The breakthrough is not another linear compression curve. TurboQuant, KIVI, and
PyramidKV are strong recent KV-cache compression systems, but they still scale
with context length. Catalyst Brain HKVC uses fixed holographic state through
the public catalyst-brain SDK surface, so the modeled state stays flat as
tokens grow.
Model assumptions for the chart:
- Baseline FP16 KV cache:
tokens * 40 layers * 4096 hidden * 2 K/V tensors * 2 bytes - TurboQuant: modeled from the published 3.5 bits/channel quality-neutral point
- KIVI: modeled as 2-bit KV versus FP16
- PyramidKV: modeled from the published 12% KV retention setting
- Catalyst Brain HKVC: measured from the public SDK as fixed 4096-dim Catalyst state
At 128K tokens under this model:
| Method | Modeled memory | Shape |
|---|---|---|
| FP16 KV cache | 83.89 GB | Linear |
| TurboQuant | 18.35 GB | Linear compressed |
| KIVI 2-bit | 10.49 GB | Linear compressed |
| PyramidKV | 10.07 GB | Linear retained |
| Catalyst Brain HKVC | 0.016 MB | Fixed holographic state |
The generated source data is in docs/kv_cache_scaling.csv; source notes are in docs/SOURCES.md. This repo intentionally shows only adapter code, integration behavior, and public SDK results. It does not expose Catalyst Brain trade secrets.

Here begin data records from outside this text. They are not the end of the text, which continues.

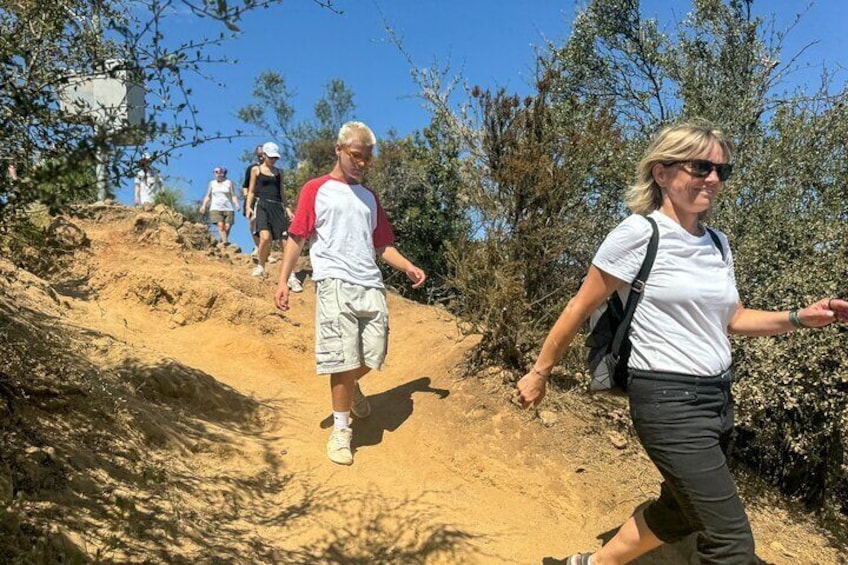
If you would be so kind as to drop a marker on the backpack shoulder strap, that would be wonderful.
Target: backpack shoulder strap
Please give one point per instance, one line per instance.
(717, 240)
(636, 287)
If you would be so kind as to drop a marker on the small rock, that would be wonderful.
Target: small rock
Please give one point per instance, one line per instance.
(618, 441)
(779, 547)
(548, 418)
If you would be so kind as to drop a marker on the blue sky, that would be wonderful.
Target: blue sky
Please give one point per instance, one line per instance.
(489, 43)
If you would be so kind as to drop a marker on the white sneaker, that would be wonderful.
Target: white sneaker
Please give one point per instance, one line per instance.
(361, 408)
(338, 448)
(294, 284)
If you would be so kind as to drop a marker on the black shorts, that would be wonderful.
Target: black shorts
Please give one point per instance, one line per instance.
(270, 215)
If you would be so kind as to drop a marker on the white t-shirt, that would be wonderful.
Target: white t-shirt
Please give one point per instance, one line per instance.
(680, 325)
(345, 224)
(147, 184)
(221, 195)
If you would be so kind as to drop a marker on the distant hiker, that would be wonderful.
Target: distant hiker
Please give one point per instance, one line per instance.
(680, 375)
(221, 199)
(266, 207)
(345, 226)
(148, 183)
(245, 186)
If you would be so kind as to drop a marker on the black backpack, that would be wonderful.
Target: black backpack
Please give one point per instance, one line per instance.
(609, 326)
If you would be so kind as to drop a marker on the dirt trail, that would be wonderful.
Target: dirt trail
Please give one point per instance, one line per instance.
(446, 470)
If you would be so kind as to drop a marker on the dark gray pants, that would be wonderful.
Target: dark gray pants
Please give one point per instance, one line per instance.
(685, 423)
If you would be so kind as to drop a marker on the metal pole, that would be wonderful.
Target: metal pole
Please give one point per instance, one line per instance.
(102, 171)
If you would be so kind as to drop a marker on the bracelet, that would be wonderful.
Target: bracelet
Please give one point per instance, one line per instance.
(795, 319)
(540, 373)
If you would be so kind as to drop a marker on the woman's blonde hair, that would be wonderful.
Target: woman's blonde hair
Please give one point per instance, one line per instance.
(356, 130)
(687, 140)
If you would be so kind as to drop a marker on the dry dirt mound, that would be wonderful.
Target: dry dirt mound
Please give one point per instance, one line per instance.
(158, 409)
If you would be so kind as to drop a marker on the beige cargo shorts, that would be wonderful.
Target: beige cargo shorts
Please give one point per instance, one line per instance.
(351, 326)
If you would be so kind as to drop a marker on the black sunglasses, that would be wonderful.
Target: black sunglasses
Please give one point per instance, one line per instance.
(702, 168)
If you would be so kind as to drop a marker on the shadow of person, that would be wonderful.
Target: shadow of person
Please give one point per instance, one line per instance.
(389, 410)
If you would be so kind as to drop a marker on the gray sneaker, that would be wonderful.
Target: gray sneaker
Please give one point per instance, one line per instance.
(338, 448)
(361, 407)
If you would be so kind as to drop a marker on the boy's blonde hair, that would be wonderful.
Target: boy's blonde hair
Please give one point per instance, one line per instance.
(356, 130)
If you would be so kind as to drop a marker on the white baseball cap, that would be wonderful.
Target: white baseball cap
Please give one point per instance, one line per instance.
(271, 149)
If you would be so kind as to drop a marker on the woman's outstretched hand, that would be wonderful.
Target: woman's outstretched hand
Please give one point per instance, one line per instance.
(531, 389)
(824, 312)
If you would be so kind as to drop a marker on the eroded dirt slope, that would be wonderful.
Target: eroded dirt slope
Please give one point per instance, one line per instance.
(174, 417)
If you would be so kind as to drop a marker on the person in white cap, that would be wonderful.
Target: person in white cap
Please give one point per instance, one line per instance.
(267, 208)
(347, 228)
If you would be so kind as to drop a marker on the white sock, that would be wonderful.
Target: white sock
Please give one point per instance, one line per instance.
(341, 419)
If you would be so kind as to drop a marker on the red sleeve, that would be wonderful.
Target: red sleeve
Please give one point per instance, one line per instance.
(383, 234)
(303, 223)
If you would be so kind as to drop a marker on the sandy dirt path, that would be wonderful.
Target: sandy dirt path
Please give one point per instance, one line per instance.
(447, 470)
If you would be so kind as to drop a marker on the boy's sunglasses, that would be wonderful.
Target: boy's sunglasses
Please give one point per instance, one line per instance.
(702, 168)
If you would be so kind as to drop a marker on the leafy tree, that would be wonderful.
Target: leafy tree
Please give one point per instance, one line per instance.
(418, 181)
(307, 146)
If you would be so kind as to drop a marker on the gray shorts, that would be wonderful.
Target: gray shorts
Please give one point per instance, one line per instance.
(351, 326)
(221, 217)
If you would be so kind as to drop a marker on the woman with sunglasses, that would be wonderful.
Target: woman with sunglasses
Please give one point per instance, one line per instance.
(679, 371)
(222, 201)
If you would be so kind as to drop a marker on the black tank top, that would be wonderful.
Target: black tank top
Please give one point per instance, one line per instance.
(269, 187)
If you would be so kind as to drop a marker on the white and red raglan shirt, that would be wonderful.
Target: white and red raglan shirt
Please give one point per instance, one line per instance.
(344, 224)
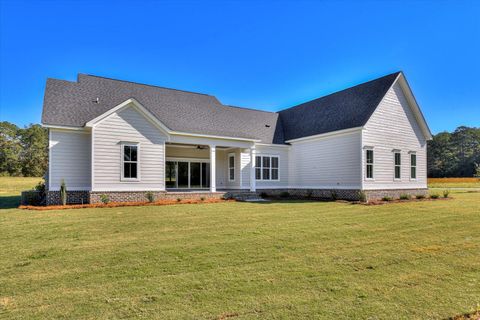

The first HKVC evidence package is checked in under
evidence/hkvc-first-evidence-package.
It contains the scoped breakthrough verdict, fixed-state memory and retrieval
artifacts, RULER/Needle-style synthetic evidence, private-context memory
models, and the first Catalyst Manifold Attention gap-closing experiment. Any
benchmark path that needs private Catalyst algorithms now delegates to the
installed catalyst-brain SDK; this public repo keeps the adapter, artifacts,
charts, and claim metadata.
Key artifacts:
- site/breakthrough_assessment.json
- site/fixed_state_quality_results.json
- site/ruler_needle_results.json
- site/manifold_attention_results.json
- site/lossless_equivalence_results.json
- site/lossless_scale_results.json
- site/tier2_evidence_results.json
- site/next_evidence_results.json
- site/official_longbench_ruler_results.json
- site/rain_transport_probe_results.json
- site/index.html
Current scoped verdict: Catalyst HKVC is a breakthrough for fixed-state private long-context memory and stateless handoff. Universal lossless replacement is now tracked as an exact-state/tiled-attention SDK path: it can match full KV attention when exact state is retained or hydrated. The current lossless evidence tier covers decode overflow, causal prefill, additive mask attention, and a small multi-layer decode stack; this is a different claim from fixed-size compact semantic compression.
The first adapter is intentionally conservative:
passthroughmode preserves model behavior by returning original key/value states fromupdate(...)while recording fixed-size Catalyst state.refsmode returns compact references for serving stacks that explicitly opt into Catalyst-managed cache materialization.- Hugging Face style methods such as
update,get_seq_length,get_usable_length,reorder_cache, andresetare provided for research integration work.
python -m pip install catalyst-brainThis repo is the adapter/demo layer. The only PyPI package users need for the
SDK surface is catalyst-brain.
To run this adapter repo locally:
python3 -m venv .venv
. .venv/bin/activate
python -m pip install --upgrade pip
python -m pip install catalyst-brain
python -m pip install -e ".[dev]"
pytest -qAfter install, run the onboarding checks:
catalyst-kv-cache doctor
catalyst-kv-cache onboard
catalyst-kv-cache demo
catalyst-kv-cache smoke --mode passthrough
catalyst-kv-cache serve --dry-run --jsondoctor reports which catalyst-brain SDK features are available locally.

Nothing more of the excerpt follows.